Clarke se mordit la lèvre puis se frotta les mains l'une contre l'autre et soupira.

— Je ne veux pas que tu aies des problèmes à cause de moi, dit-elle alors. Tu as raison, on ne se connaît pas, mais ce jour où tu m'as évité les ennuis, étrangement, je n'ai ressenti aucune peur, je t'ai suivi dans ce couloir de service, sans aucune crainte alors que tu aurais pu me faire n'importe quoi... Je suis la fille d'une Conseillère, tu aurais pu me prendre en otage et demander je ne sais quoi pour ma liberté. Je ne me suis pas méfiée une seconde et si ma mère le savait, elle pousserait des hauts cris et te ferait enfermer. Mais j'en ai assez, en ce moment, de cette vie rose et molletonnée. La vie à bord de l'Arche est dure pour tout le monde, les règles sont strictes, mais certaines personnes ont des avantages, comme moi, qui ai eu la chance de naître sur Alpha d'une mère Médecin-chef et d'un père Ingénieur-Chef.
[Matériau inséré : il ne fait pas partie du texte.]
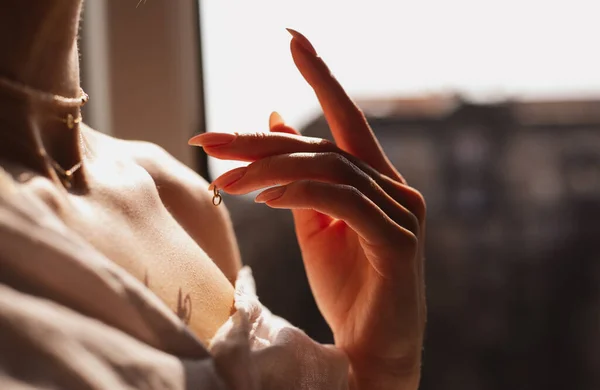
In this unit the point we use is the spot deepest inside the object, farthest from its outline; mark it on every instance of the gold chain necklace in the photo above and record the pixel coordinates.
(65, 175)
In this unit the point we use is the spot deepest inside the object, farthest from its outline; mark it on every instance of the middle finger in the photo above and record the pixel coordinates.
(325, 167)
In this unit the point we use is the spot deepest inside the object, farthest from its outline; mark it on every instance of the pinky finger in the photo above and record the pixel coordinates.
(342, 202)
(277, 125)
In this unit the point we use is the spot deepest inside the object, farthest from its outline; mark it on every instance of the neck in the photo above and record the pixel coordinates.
(41, 37)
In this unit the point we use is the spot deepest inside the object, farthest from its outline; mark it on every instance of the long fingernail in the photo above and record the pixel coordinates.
(228, 178)
(303, 41)
(270, 194)
(212, 139)
(275, 120)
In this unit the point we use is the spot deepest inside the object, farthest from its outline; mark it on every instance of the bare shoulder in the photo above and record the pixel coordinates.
(160, 164)
(184, 193)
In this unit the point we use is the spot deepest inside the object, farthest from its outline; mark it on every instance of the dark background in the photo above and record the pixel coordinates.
(513, 192)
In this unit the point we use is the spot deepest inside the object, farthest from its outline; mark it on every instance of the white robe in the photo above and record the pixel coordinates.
(72, 319)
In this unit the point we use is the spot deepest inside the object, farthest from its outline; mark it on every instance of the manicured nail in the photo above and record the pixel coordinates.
(211, 139)
(270, 194)
(275, 120)
(228, 178)
(303, 41)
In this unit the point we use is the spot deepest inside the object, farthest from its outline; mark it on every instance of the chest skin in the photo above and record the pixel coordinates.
(123, 215)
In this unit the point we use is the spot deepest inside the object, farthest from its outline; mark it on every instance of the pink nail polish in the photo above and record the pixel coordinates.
(228, 178)
(212, 139)
(275, 120)
(303, 41)
(270, 194)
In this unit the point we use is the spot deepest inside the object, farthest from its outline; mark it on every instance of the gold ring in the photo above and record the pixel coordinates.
(217, 198)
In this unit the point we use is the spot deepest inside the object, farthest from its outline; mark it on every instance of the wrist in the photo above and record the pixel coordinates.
(383, 374)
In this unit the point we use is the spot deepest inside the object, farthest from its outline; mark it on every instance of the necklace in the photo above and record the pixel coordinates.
(70, 121)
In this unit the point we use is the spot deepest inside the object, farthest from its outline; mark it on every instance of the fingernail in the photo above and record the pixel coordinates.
(275, 120)
(211, 139)
(228, 178)
(270, 194)
(303, 41)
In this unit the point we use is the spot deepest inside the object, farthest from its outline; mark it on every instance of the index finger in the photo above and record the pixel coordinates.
(348, 125)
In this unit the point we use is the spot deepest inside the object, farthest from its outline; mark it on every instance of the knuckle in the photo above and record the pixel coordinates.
(343, 168)
(412, 223)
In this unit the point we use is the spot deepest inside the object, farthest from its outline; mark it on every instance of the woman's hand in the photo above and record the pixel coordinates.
(359, 225)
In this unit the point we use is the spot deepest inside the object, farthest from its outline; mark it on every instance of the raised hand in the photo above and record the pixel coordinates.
(359, 225)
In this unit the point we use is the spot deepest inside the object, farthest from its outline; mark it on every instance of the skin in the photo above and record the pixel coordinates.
(131, 200)
(360, 226)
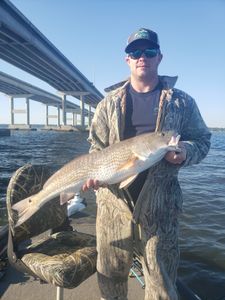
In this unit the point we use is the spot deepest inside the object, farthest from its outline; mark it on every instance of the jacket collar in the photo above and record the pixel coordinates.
(168, 82)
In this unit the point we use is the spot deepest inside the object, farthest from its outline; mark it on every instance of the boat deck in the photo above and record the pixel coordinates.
(17, 286)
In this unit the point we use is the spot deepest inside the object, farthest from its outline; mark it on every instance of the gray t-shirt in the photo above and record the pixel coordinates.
(141, 115)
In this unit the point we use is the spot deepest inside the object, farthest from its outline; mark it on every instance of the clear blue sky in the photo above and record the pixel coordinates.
(93, 34)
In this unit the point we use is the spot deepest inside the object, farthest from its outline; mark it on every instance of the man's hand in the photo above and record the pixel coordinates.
(90, 183)
(177, 157)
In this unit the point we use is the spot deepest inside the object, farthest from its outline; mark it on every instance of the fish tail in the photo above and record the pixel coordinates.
(24, 210)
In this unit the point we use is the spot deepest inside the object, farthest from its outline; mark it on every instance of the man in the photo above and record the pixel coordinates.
(144, 217)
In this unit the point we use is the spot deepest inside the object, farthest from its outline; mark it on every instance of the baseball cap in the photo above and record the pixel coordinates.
(143, 34)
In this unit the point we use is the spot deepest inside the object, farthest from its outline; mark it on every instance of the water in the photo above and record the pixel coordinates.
(202, 236)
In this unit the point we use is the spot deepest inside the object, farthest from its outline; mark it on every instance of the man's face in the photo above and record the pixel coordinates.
(144, 64)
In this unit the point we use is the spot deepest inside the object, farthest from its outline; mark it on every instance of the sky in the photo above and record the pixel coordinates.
(93, 36)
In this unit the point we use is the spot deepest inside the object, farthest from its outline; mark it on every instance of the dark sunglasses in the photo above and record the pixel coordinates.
(147, 52)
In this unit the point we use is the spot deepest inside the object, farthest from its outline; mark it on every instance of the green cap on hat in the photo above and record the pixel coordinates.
(143, 34)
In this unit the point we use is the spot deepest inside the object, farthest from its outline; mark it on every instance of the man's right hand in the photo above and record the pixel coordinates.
(90, 183)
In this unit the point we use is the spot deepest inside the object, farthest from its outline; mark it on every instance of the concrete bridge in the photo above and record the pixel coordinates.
(15, 88)
(24, 46)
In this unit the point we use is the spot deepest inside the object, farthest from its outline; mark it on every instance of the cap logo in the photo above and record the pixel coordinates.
(141, 34)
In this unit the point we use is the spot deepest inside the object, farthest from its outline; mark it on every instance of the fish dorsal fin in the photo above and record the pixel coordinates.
(127, 182)
(65, 197)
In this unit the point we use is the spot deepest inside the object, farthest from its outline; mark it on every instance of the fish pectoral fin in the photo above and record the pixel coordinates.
(142, 157)
(128, 164)
(127, 182)
(65, 197)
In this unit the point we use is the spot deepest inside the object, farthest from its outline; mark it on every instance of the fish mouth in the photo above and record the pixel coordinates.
(174, 141)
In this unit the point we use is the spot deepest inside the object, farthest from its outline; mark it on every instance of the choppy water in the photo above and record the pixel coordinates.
(202, 238)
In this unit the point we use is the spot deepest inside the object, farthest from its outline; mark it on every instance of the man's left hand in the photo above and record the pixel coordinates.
(177, 157)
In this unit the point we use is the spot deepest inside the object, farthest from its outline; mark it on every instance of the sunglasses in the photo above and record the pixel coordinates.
(149, 53)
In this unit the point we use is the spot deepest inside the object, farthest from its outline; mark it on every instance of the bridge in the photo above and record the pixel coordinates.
(24, 46)
(15, 88)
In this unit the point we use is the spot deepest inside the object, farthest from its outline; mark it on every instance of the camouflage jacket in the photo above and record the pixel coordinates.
(161, 194)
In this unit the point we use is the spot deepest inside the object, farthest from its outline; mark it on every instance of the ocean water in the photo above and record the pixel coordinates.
(202, 224)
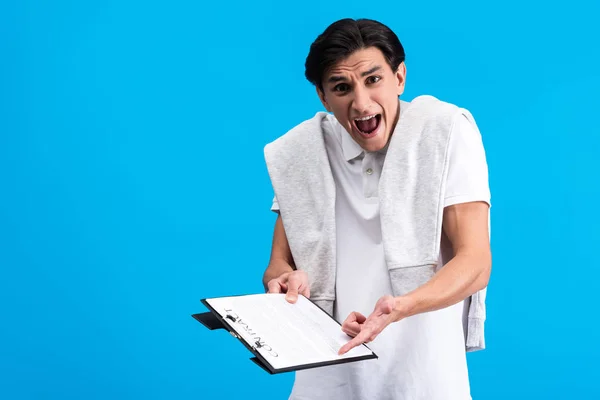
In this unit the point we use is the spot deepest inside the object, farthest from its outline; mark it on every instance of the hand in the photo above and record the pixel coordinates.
(292, 283)
(365, 329)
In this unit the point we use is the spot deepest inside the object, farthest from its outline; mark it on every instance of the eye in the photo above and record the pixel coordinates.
(342, 87)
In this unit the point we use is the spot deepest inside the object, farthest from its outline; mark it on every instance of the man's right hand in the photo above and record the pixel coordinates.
(292, 284)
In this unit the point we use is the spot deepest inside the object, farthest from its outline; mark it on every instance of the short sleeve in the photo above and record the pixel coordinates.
(467, 178)
(275, 206)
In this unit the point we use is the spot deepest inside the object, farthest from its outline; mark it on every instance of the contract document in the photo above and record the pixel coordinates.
(283, 336)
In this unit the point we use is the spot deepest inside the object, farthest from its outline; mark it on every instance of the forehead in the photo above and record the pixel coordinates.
(359, 61)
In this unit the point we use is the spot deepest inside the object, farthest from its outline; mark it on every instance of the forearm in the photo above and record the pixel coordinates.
(464, 275)
(281, 256)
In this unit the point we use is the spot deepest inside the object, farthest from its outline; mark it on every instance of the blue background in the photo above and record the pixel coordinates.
(133, 184)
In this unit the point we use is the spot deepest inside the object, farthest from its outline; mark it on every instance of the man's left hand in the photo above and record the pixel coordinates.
(365, 330)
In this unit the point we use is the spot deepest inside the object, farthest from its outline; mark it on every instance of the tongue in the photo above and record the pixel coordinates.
(367, 126)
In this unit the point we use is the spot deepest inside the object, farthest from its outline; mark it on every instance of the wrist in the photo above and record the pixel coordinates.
(404, 306)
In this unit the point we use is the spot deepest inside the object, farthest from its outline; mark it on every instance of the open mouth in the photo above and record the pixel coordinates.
(368, 126)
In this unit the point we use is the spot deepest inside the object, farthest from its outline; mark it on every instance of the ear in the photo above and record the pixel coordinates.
(401, 78)
(322, 98)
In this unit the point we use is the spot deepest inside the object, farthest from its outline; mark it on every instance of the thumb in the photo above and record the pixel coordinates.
(293, 288)
(292, 294)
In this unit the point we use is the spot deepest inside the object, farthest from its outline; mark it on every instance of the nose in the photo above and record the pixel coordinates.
(361, 101)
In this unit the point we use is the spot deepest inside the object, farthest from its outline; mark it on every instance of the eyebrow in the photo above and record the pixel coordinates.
(337, 78)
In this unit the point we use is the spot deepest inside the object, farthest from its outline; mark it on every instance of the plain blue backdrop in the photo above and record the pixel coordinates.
(133, 184)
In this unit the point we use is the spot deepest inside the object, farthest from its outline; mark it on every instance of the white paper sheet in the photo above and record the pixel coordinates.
(286, 335)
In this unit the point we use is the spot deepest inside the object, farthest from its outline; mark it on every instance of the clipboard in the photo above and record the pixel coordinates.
(213, 320)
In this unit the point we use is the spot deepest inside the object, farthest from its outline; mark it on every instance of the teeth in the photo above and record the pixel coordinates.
(365, 118)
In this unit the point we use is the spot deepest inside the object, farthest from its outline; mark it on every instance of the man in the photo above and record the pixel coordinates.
(357, 193)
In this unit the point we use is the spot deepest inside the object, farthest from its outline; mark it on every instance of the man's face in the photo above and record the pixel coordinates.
(362, 92)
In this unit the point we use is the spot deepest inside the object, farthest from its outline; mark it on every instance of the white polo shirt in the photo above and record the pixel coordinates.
(421, 357)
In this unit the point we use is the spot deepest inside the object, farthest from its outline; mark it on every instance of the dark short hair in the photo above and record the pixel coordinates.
(343, 38)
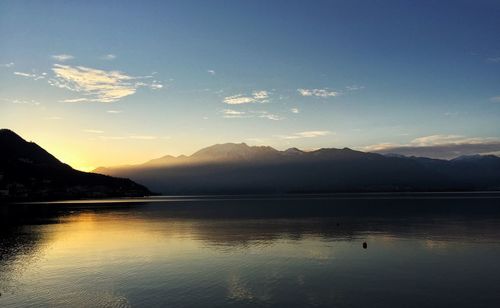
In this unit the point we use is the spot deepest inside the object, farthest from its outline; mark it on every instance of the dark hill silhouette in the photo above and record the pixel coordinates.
(239, 168)
(28, 172)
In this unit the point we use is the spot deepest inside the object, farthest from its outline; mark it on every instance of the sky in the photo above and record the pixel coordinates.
(100, 83)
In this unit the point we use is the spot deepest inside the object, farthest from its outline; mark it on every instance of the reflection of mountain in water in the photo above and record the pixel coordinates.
(246, 222)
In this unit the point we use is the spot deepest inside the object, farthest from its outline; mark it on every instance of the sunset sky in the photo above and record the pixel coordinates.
(100, 83)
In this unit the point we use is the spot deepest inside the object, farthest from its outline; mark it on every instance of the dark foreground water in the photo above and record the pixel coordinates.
(423, 250)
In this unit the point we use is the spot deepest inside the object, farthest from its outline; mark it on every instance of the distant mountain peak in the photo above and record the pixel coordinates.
(232, 151)
(293, 151)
Bellamy resta silencieux et Clarke lui prit la main dans la sienne. Elle s'approcha d'un pas et le regarda d'en bas.

— Étrangement, je te fais confiance... dit-elle doucement.

Il baissa le menton pour la regarder et nota qu'elle avait de magnifiques yeux bleus. Il ferma alors les paupières puis hocha la tête.

— Demain soir, attend-moi à la bibliothèque, dit-il. Je suis de repos...
— Est-ce que ce sera risqué ?

Bellamy eut un sourire en coin et Clarke secoua la tête avec un demi-sourire amusé.

— Je verrais bien, dit-elle en reculant.

Ses doigts glissèrent de ceux du jeune homme puis elle tourna les talons et quitta la baie d'observation. Bellamy soupira alors et réalisa qu'il avait retenu sa respiration pendant les quelques secondes qu'elle avait passées si près de lui... Il secoua la tête, s'ébroua, puis décida de reprendre sa ronde, qu'on risquait de lui faire des reproches s'il se passait quelque chose et qu'il n'était pas là pour le régler.